The group broke up with Nuri’s departure and Owen continued his circulation. Some time later, however, he found himself standing next to Nuri and Demerdash at the buffet table. They were talking to someone who had, apparently, just returned from the Sudan.
“And how were things down in the Bahr-el-Ghazal?” asked Demerdash.
The other man shrugged. “Hot,” he said.
“What about women?”
“All right.”
“That was where the best slaves came from,” said Demerdash. “Beautiful black ones.”

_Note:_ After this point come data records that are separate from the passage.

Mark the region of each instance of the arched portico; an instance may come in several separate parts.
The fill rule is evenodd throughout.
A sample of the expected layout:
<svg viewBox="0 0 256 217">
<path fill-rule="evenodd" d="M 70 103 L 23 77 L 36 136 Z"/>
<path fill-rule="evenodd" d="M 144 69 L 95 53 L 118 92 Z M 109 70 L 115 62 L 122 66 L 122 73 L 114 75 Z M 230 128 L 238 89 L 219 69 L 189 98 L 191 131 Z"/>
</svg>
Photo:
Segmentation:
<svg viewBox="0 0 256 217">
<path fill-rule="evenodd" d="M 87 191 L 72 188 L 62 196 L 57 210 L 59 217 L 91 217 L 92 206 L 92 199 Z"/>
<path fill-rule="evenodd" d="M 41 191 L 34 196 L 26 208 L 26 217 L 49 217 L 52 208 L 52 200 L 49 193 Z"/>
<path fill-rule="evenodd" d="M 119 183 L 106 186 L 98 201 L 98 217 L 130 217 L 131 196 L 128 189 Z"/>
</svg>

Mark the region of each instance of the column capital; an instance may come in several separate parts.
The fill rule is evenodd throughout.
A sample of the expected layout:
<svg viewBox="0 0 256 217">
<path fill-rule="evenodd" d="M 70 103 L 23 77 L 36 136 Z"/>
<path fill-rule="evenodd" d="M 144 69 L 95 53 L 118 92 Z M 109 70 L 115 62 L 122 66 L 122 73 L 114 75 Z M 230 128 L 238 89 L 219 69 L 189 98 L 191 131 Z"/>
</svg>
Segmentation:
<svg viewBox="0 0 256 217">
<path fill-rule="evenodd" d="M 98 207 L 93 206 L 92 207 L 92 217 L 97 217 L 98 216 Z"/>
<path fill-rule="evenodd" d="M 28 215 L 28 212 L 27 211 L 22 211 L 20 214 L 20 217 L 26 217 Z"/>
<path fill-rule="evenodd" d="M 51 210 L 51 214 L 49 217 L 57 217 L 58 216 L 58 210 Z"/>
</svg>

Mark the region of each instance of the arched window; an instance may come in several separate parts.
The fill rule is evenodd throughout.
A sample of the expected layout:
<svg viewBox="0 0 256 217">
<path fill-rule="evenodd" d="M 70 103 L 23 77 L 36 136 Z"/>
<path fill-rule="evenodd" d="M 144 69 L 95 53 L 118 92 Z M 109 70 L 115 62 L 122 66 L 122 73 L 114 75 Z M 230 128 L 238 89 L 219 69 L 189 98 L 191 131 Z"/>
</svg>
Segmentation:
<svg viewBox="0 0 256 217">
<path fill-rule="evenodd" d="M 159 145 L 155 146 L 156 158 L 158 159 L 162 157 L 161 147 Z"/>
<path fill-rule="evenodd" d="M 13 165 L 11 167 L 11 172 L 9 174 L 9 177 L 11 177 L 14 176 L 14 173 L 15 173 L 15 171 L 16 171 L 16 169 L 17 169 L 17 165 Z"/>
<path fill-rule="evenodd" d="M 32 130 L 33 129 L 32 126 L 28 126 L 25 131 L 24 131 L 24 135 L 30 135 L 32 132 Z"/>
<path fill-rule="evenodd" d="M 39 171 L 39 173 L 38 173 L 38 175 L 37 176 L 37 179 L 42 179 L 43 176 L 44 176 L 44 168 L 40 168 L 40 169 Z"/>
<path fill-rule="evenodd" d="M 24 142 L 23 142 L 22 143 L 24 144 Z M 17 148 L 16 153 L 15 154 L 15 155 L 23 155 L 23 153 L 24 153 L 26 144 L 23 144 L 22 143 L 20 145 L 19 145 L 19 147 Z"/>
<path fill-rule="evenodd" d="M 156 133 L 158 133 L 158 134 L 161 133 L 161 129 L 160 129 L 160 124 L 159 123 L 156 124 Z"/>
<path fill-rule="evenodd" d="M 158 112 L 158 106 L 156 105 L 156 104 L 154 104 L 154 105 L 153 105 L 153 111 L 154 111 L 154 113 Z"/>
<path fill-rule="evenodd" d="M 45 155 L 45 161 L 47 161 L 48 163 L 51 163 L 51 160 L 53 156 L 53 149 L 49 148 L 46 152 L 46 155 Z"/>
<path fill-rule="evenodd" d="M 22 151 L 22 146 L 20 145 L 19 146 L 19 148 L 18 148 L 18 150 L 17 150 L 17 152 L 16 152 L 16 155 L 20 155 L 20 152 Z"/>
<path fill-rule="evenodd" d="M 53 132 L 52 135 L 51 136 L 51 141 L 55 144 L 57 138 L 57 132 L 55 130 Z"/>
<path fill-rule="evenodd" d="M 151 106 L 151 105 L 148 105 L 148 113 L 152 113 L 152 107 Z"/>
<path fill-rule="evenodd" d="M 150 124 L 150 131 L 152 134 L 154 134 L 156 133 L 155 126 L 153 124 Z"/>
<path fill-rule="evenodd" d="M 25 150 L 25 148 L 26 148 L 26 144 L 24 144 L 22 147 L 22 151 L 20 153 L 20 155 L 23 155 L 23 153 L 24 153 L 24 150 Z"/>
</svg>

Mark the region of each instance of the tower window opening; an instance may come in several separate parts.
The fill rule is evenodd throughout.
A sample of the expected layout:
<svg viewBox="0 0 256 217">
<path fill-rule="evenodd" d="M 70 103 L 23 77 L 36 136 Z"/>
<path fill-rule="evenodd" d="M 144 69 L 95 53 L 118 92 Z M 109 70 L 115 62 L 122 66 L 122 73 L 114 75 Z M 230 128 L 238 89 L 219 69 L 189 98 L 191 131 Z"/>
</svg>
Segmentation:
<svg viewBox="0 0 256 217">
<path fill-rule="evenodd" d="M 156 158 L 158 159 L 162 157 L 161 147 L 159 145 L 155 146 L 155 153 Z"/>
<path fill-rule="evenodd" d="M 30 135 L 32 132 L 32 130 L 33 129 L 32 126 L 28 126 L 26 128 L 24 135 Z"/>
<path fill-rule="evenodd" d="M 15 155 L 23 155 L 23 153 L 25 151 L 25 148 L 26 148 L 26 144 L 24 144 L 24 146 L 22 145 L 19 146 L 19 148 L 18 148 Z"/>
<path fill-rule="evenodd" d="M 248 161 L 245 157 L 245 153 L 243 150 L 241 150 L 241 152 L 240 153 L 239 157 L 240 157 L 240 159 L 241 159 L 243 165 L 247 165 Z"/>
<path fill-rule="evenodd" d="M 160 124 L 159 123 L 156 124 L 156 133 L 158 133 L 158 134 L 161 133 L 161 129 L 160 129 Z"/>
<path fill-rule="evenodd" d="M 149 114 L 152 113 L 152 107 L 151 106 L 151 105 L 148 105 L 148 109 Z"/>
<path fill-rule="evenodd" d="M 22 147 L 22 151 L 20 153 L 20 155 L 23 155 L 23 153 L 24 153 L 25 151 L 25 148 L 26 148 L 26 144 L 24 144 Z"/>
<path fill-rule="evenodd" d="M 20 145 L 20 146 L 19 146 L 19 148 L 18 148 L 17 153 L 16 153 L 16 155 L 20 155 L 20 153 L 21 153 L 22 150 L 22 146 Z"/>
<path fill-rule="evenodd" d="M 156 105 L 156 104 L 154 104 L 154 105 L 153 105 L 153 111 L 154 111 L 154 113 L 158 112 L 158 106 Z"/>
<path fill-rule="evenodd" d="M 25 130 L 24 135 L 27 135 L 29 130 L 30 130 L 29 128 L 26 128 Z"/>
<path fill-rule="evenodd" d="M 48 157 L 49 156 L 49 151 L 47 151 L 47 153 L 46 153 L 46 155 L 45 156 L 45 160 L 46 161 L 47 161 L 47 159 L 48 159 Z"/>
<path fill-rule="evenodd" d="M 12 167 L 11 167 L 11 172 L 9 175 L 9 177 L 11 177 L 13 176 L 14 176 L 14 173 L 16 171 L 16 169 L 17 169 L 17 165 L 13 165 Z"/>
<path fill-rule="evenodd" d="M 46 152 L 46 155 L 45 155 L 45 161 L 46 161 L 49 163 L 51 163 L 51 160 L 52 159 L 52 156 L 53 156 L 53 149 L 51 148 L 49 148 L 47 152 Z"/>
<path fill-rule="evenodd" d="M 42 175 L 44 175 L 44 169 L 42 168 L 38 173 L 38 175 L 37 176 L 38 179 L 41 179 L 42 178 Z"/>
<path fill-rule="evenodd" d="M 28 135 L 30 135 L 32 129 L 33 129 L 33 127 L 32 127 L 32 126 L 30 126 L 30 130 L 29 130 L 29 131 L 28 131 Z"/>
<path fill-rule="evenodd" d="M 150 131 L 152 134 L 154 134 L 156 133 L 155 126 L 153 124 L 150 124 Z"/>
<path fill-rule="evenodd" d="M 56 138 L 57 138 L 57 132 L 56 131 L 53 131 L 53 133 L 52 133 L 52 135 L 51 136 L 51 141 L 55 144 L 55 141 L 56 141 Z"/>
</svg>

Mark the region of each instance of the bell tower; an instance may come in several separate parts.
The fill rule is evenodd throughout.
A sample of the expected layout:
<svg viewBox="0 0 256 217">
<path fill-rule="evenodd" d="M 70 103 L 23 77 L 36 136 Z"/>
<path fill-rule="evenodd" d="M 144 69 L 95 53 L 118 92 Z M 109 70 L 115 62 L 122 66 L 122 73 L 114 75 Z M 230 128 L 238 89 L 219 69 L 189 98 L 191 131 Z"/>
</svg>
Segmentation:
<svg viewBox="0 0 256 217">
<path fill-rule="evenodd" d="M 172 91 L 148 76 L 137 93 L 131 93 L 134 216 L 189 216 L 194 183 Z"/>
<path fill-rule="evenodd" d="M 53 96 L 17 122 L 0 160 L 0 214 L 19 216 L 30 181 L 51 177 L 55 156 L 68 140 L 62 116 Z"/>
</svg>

“None of that these days. They’ve got rid of slaves.”
Demerdash made a gesture of dismissal.
“Does it make any difference?”
“You’ve got to be careful.”
“The British!” said Demerdash scornfully.
“All the same-”
“Don’t tell me you spent that time there without sampling at least a few little negresses.”
“What’s that?” said Nuri.
Demerdash turned to him.
“ Il me dit qu’il a passe six ans au Sudan sans une seule petite negresse!”
“Impossible!” said Nuri.
The table bowed under the weight of food. There were gigantic Nile perch with lemons stuffed in their jaws, pheasants cooked but then with their feathers replaced so that they looked as if they had just wandered off an autumnal English field, ducklings shaped out of foie gras, huge ox heads from which the tongues, cooked, lolled imbecilely.

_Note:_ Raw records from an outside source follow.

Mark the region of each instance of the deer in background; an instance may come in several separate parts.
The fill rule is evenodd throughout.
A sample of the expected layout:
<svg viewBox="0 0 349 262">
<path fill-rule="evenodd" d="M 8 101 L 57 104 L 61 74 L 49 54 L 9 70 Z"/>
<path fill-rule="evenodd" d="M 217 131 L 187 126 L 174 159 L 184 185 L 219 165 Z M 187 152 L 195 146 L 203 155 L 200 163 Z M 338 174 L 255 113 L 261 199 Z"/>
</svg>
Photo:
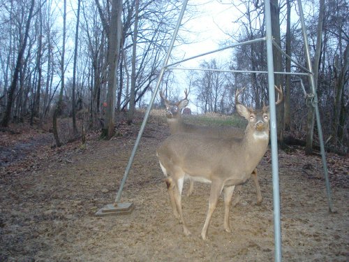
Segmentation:
<svg viewBox="0 0 349 262">
<path fill-rule="evenodd" d="M 276 104 L 283 99 L 281 88 Z M 244 136 L 212 138 L 196 133 L 179 133 L 170 136 L 156 150 L 160 166 L 167 177 L 165 182 L 173 212 L 183 226 L 184 235 L 190 231 L 183 218 L 181 191 L 186 177 L 210 183 L 209 209 L 201 231 L 203 240 L 207 232 L 212 213 L 219 196 L 224 191 L 224 229 L 231 232 L 229 208 L 235 186 L 245 183 L 263 156 L 269 142 L 269 112 L 268 106 L 262 110 L 248 108 L 239 102 L 241 93 L 235 93 L 238 113 L 248 122 Z"/>
<path fill-rule="evenodd" d="M 187 124 L 183 121 L 181 118 L 181 112 L 184 108 L 189 101 L 188 100 L 188 93 L 186 89 L 184 91 L 186 97 L 177 103 L 171 102 L 165 98 L 162 91 L 160 92 L 160 96 L 163 99 L 165 105 L 166 106 L 166 117 L 168 119 L 168 124 L 170 127 L 171 134 L 177 133 L 193 133 L 200 135 L 207 136 L 214 138 L 242 138 L 244 136 L 244 131 L 242 129 L 238 129 L 233 126 L 195 126 L 191 124 Z M 237 103 L 235 98 L 235 103 Z M 253 170 L 252 172 L 252 177 L 255 186 L 255 191 L 257 194 L 257 204 L 260 205 L 263 198 L 260 193 L 260 186 L 257 176 L 257 169 Z M 238 186 L 237 191 L 239 192 L 242 186 Z M 193 180 L 189 179 L 189 189 L 186 195 L 188 196 L 193 194 L 194 190 L 194 182 Z M 239 203 L 240 195 L 237 194 L 234 199 L 233 205 L 235 206 Z"/>
</svg>

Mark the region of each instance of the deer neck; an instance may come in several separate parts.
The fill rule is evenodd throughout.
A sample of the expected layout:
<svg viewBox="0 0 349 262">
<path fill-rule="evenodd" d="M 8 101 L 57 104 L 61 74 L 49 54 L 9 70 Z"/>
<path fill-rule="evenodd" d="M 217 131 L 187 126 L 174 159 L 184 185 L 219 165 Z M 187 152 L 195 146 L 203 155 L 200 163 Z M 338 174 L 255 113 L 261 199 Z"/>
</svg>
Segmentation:
<svg viewBox="0 0 349 262">
<path fill-rule="evenodd" d="M 251 129 L 245 131 L 245 136 L 241 141 L 241 150 L 246 160 L 258 164 L 267 152 L 269 143 L 269 130 L 255 132 Z"/>
<path fill-rule="evenodd" d="M 183 131 L 184 122 L 181 117 L 168 118 L 168 124 L 171 133 Z"/>
</svg>

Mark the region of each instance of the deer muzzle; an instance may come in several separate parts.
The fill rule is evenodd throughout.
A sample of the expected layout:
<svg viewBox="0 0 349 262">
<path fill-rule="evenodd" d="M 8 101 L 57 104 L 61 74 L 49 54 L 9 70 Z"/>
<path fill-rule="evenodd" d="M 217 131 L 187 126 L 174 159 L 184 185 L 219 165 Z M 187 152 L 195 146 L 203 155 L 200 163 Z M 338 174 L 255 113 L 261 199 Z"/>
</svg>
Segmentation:
<svg viewBox="0 0 349 262">
<path fill-rule="evenodd" d="M 168 110 L 166 112 L 166 117 L 168 118 L 172 118 L 173 116 L 172 113 L 171 111 Z"/>
<path fill-rule="evenodd" d="M 262 121 L 259 121 L 255 123 L 255 130 L 258 131 L 262 131 L 265 129 L 265 123 Z"/>
</svg>

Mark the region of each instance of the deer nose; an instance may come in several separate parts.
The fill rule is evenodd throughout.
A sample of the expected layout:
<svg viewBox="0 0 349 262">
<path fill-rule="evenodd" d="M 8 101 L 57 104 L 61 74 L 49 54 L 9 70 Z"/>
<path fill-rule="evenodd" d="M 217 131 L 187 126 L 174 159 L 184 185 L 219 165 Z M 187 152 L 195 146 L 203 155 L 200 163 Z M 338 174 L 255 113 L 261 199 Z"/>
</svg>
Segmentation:
<svg viewBox="0 0 349 262">
<path fill-rule="evenodd" d="M 171 118 L 172 117 L 172 113 L 171 111 L 168 110 L 166 112 L 166 117 L 168 118 Z"/>
<path fill-rule="evenodd" d="M 265 124 L 263 123 L 262 121 L 258 121 L 257 123 L 255 123 L 255 130 L 261 131 L 265 129 Z"/>
</svg>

Paul regarded these latter with disfavour.
“Exactly like a Parliamentary delegation,” he said sourly.
The reception finished about eleven. The night was still young by Cairo standards and many of the guests went off to revel less stiffly in more congenial places. Owen decided to walk home. The other side of rising with the light was that he declined with the light, and midnight always found him totally stupid.
Besides, the night was the best time for walking in Cairo. The city was at its coolest then. Shadow veiled the strident and the angular and cooperated with the moon to emphasize the soft shapes and arches. The lower level of the city disappeared and you suddenly became aware of the magical beauty of the upper parts of the houses, with their balconies and minarets, the fantastic woodwork of the overhanging, box-like meshrebiya windows, and the grotesque corbels which carried the first floor out over the street. Higher still and the moon revealed more clearly than in the day the delicacy of the domes and minarets of the mosques and the slender towers of the fountain houses. Everything was silvery. The moon seemed even to strike silver out of the fine, tight-packed grains of sand of the streets.
As Owen set out, an arabeah drew up alongside him. He waved it away but it stopped just in front of him determinedly.
“Hello!” said a soft female voice, which somehow seemed familiar. Suddenly he remembered.
“You again!” It was the girl he had found in his bed. “What do you want?”
“I want you to be nice to me. And I want to be nice to you.”